Aside from the visits, this year’s Culture Days will still include old favourite events, such as the Wild Things Market, which will be held in Creekside Park Sept. 21 and 22. Along with the market will be the Wild Things pumpkin patch, including kids’ activities and a special story time with an as-of-yet-unannounced guest reader.
The Walk Through a Volcano geology tour will take place in North Avenue Park Sept. 22, while the Human Books event is still tentatively planned to take place, this time at the former Hudbay staff house on Church Street Sept. 26 instead of at the Flin Flon Public Library. The Wild Rice Cabaret, one of the biggest annual performances with Culture Days, will take place Oct. 12 at the Flin Flon Community Hall - Pictures at an Exhibition, featuring the music and improvisation of Mark Kolt and several NorVA Centre art pieces, will take place at the centre’s gallery at a to-be-determined date. The Flin Flon Bombers will get into the act too, hosting a bunk hockey game at the Creekside bunk Sept. 29.

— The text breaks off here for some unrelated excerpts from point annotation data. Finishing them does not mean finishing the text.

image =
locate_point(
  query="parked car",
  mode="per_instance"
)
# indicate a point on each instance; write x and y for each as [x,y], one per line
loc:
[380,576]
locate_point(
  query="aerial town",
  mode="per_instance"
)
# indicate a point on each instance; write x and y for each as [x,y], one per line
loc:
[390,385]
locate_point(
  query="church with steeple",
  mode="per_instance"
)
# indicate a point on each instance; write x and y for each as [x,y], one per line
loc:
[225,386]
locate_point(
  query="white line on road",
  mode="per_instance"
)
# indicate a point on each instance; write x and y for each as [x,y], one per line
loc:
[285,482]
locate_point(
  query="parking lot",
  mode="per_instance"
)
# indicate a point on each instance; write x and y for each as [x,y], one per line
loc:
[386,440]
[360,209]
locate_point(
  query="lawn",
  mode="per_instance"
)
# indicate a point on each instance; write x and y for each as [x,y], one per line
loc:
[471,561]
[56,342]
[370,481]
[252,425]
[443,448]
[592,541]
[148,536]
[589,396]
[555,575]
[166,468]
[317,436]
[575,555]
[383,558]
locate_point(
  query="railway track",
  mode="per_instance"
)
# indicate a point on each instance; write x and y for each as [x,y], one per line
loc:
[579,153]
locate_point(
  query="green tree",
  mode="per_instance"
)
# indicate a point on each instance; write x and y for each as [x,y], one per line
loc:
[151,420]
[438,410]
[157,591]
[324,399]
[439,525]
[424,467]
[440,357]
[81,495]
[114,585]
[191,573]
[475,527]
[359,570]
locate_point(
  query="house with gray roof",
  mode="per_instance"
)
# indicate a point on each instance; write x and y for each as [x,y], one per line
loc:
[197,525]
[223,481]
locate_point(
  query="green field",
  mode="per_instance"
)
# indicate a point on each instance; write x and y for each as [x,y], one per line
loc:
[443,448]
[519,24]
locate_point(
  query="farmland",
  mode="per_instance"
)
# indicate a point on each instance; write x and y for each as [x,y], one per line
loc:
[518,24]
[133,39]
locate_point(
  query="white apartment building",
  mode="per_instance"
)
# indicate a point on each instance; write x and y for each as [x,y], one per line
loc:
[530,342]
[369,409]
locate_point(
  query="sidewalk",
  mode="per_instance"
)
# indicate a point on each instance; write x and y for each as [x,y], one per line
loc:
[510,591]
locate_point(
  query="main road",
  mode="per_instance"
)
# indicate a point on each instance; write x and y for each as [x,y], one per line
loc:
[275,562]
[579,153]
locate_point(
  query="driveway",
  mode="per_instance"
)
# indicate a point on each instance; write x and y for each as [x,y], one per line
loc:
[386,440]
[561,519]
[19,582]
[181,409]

New events will include the Culture Cool Kids Hub at the Rotary Wheel Sept. 24, organized by the arts council and the Flin Flon Aboriginal Friendship Centre. The Central Canada Film Group and arts council will organize film screenings at Hapnot Collegiate’s Dorothy Ash Theatre.
The North Star Quilt Guild will organize two days of quilting activity out of their main base at the Northminster Memorial United Church Oct. 4-5.

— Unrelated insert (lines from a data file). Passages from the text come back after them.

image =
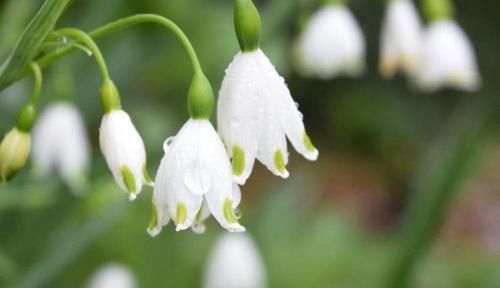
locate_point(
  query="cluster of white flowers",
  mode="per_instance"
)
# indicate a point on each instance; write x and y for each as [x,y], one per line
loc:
[435,57]
[202,169]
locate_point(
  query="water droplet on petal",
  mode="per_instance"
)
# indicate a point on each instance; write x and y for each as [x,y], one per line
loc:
[198,228]
[168,143]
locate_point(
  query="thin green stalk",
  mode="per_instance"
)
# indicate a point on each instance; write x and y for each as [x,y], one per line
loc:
[37,87]
[16,66]
[89,43]
[433,197]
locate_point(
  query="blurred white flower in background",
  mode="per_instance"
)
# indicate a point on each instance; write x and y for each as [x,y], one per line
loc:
[194,180]
[448,59]
[112,275]
[401,39]
[124,151]
[235,262]
[255,115]
[332,44]
[60,142]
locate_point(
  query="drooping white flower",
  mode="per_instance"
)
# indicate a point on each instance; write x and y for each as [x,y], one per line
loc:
[60,142]
[235,262]
[448,59]
[124,151]
[14,151]
[194,180]
[255,115]
[401,39]
[112,276]
[331,45]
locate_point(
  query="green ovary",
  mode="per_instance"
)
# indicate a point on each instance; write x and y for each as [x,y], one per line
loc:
[238,160]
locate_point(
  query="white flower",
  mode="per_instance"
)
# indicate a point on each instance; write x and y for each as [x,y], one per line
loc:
[448,59]
[332,44]
[255,114]
[194,180]
[401,39]
[235,262]
[124,151]
[112,276]
[60,142]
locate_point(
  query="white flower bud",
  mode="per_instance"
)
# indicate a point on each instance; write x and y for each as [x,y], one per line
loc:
[124,152]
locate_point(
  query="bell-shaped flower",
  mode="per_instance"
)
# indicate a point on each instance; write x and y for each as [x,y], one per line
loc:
[255,114]
[235,262]
[332,44]
[60,142]
[401,39]
[448,59]
[112,275]
[123,148]
[194,180]
[14,151]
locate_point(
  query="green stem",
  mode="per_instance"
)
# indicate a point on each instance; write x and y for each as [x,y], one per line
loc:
[37,88]
[89,42]
[433,197]
[126,22]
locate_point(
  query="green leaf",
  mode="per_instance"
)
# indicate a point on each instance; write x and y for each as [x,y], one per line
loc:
[32,38]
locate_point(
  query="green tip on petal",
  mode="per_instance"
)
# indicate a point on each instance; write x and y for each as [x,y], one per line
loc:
[180,214]
[145,175]
[128,180]
[279,161]
[228,212]
[238,160]
[26,118]
[307,143]
[153,222]
[247,25]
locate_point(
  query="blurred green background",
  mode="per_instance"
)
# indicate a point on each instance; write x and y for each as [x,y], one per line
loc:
[336,222]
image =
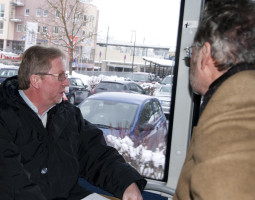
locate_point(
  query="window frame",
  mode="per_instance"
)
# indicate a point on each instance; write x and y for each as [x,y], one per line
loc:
[27,11]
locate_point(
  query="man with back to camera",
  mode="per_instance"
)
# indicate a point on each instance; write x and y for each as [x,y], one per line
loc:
[46,145]
[221,157]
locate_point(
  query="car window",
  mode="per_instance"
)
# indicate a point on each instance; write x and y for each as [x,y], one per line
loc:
[167,89]
[132,87]
[111,86]
[157,110]
[146,115]
[72,82]
[79,82]
[109,113]
[139,88]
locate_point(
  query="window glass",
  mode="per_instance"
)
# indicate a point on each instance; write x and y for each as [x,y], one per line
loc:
[146,114]
[44,29]
[79,82]
[55,30]
[45,13]
[18,27]
[38,12]
[157,110]
[1,27]
[57,13]
[140,47]
[27,12]
[2,6]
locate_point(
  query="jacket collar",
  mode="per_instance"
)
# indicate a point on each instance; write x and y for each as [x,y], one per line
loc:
[216,84]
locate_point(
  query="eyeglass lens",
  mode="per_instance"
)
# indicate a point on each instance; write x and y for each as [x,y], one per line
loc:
[62,76]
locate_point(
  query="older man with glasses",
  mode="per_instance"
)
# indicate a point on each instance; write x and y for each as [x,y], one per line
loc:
[46,145]
[221,157]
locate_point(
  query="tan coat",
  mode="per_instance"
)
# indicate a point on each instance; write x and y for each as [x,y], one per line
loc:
[220,163]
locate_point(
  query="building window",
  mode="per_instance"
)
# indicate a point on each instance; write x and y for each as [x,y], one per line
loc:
[57,13]
[84,20]
[27,12]
[45,13]
[44,29]
[1,10]
[1,27]
[19,27]
[55,30]
[38,12]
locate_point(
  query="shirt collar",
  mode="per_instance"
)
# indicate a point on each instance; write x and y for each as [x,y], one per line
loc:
[216,84]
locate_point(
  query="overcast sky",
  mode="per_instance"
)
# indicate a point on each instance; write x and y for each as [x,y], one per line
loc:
[154,21]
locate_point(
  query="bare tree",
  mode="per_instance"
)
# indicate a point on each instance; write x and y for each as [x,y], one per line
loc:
[67,22]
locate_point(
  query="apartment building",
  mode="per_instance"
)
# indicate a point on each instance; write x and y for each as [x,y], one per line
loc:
[23,21]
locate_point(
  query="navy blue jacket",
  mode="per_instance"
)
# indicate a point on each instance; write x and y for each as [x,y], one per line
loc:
[38,163]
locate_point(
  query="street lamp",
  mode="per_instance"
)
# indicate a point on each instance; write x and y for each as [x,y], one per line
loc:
[133,50]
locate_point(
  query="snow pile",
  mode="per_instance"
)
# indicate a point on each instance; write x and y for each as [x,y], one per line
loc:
[148,163]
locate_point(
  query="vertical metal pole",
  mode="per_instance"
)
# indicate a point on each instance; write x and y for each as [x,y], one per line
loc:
[133,53]
[106,43]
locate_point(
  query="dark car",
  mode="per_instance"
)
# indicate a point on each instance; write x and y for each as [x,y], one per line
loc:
[134,124]
[118,86]
[8,72]
[140,117]
[142,77]
[77,91]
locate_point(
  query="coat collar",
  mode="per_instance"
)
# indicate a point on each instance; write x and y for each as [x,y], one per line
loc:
[216,84]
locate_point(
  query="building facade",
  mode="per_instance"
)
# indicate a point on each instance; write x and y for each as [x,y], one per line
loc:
[47,23]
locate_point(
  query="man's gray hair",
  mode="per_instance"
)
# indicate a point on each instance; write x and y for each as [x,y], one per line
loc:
[36,59]
[229,26]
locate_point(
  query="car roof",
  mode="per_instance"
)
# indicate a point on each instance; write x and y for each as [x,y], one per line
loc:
[119,81]
[121,97]
[14,67]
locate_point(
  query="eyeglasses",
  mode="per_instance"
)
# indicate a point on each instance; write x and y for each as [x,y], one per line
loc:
[188,56]
[61,77]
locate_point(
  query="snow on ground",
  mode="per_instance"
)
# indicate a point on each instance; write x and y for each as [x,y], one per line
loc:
[147,162]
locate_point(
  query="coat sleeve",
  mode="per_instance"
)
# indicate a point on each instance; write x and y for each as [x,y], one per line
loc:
[102,165]
[14,182]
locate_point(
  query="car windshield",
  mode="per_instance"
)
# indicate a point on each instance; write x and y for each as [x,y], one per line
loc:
[8,72]
[109,113]
[140,77]
[111,86]
[166,88]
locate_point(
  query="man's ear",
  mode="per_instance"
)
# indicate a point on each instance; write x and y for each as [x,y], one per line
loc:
[35,81]
[207,60]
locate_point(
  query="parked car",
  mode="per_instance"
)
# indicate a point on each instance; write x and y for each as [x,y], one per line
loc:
[163,94]
[118,86]
[7,72]
[167,80]
[76,91]
[140,117]
[142,77]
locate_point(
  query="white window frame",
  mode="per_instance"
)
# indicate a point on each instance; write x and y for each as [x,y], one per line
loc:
[57,13]
[2,10]
[19,27]
[27,12]
[38,12]
[44,30]
[1,28]
[55,30]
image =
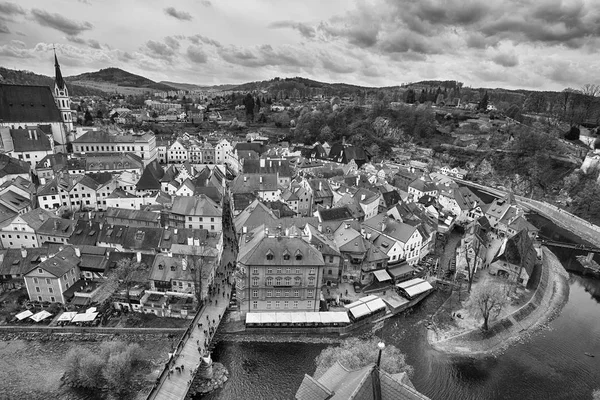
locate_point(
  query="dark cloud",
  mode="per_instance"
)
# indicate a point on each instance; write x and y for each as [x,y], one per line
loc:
[158,49]
[196,54]
[197,39]
[60,23]
[305,30]
[172,42]
[506,59]
[180,15]
[7,8]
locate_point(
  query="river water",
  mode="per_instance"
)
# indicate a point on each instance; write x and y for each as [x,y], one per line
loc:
[551,364]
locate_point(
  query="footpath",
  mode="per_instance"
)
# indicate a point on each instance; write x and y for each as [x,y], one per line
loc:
[551,295]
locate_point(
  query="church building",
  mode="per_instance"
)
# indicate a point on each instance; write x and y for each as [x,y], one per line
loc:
[28,107]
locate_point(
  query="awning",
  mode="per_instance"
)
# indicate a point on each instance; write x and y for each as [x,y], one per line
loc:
[67,316]
[360,311]
[22,315]
[84,317]
[376,305]
[283,318]
[80,301]
[253,318]
[40,316]
[382,275]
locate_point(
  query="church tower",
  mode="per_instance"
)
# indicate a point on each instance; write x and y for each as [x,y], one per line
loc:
[61,96]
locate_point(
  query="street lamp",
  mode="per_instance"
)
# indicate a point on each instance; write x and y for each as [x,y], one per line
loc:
[381,346]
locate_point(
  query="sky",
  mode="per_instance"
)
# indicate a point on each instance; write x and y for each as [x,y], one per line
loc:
[529,44]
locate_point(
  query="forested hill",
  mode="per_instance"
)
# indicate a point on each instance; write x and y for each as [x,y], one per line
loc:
[119,77]
[304,86]
[19,77]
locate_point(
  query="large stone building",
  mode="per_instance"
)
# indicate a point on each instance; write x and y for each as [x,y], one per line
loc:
[278,271]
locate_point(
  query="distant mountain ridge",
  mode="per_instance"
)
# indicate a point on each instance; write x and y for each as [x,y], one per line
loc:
[21,77]
[118,77]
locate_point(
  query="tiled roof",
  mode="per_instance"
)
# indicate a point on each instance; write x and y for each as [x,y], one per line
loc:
[200,206]
[22,103]
[24,143]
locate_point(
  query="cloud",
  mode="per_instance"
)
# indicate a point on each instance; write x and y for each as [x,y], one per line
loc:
[172,42]
[180,15]
[506,59]
[305,30]
[196,54]
[197,39]
[7,8]
[60,23]
[158,49]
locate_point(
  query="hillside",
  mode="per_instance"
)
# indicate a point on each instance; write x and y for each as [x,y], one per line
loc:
[118,77]
[29,78]
[306,87]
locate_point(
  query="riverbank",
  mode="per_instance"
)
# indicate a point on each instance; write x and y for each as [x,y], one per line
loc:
[550,297]
[32,365]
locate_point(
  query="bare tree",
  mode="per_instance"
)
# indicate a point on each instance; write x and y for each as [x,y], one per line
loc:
[127,272]
[487,302]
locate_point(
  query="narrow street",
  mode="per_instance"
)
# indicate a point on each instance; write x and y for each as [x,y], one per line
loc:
[176,384]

“There are quite a few things that are in the planning stages right now,” said Kolt.
Kolt said that the community’s participation is what makes the annual fall festival important.

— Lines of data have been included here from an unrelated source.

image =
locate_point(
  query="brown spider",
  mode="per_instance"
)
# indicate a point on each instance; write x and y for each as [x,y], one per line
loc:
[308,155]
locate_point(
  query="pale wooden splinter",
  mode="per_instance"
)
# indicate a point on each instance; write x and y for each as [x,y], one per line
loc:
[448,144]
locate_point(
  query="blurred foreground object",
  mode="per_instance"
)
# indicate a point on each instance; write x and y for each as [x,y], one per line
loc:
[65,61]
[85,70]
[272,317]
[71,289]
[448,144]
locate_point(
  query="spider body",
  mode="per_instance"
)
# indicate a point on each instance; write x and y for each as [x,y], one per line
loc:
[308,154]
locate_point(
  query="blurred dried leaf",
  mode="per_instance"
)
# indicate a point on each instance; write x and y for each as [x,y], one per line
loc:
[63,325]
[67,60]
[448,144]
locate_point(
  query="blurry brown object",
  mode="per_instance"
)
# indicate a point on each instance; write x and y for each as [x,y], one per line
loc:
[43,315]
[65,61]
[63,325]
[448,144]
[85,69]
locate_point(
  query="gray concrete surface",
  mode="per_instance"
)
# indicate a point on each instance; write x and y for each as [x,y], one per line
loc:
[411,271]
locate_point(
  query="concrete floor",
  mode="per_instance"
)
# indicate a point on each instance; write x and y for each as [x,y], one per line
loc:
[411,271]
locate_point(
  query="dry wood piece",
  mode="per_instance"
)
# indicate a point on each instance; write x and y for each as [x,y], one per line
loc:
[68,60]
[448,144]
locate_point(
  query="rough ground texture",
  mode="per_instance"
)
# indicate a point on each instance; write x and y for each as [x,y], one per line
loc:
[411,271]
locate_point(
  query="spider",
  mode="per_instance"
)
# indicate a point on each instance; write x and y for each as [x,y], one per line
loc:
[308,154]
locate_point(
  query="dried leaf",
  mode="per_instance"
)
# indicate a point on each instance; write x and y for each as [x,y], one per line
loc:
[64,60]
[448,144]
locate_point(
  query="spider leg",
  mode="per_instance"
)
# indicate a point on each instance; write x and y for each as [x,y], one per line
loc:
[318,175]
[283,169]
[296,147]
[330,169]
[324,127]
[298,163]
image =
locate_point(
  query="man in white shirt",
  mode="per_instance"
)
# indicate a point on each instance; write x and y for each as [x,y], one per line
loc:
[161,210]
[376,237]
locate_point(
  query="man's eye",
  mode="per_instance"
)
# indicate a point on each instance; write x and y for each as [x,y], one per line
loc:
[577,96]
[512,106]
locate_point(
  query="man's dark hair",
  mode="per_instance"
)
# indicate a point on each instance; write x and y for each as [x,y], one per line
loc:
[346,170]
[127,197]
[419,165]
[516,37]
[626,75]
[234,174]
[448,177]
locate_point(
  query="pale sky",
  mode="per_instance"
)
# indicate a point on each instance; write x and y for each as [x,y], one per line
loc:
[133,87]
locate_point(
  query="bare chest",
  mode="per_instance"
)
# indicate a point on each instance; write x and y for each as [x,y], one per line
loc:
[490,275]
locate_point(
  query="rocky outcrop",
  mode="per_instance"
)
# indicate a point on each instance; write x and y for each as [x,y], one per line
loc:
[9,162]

“What has made Culture Days Flin Flon the talk of the country is our philosophy is everyone has something they love, whether it’s hockey - which is why we feel like hockey is an important part of our culture - whether it’s drawing or theatre or spoken word, writing, whatever it may be,” she said.
“There are so many things that people love and are experts in, in our community. We want to be able to help get the word out that we’re here to celebrate that.”
Kolt also said one thing organizers are looking at for this year’s Culture Days is to show off their own passions from their homes - hanging up something they hold dear or have made themselves, whether it’s a painting, a quilt, a piece of equipment or whatever in their front window, to show their passions for passers-by.
“That would be really fun, if we could head toward that and just do it - be proud about the things we love and it would be fun to see in people’s windows.”
More information will be confirmed and released as Culture Days approaches.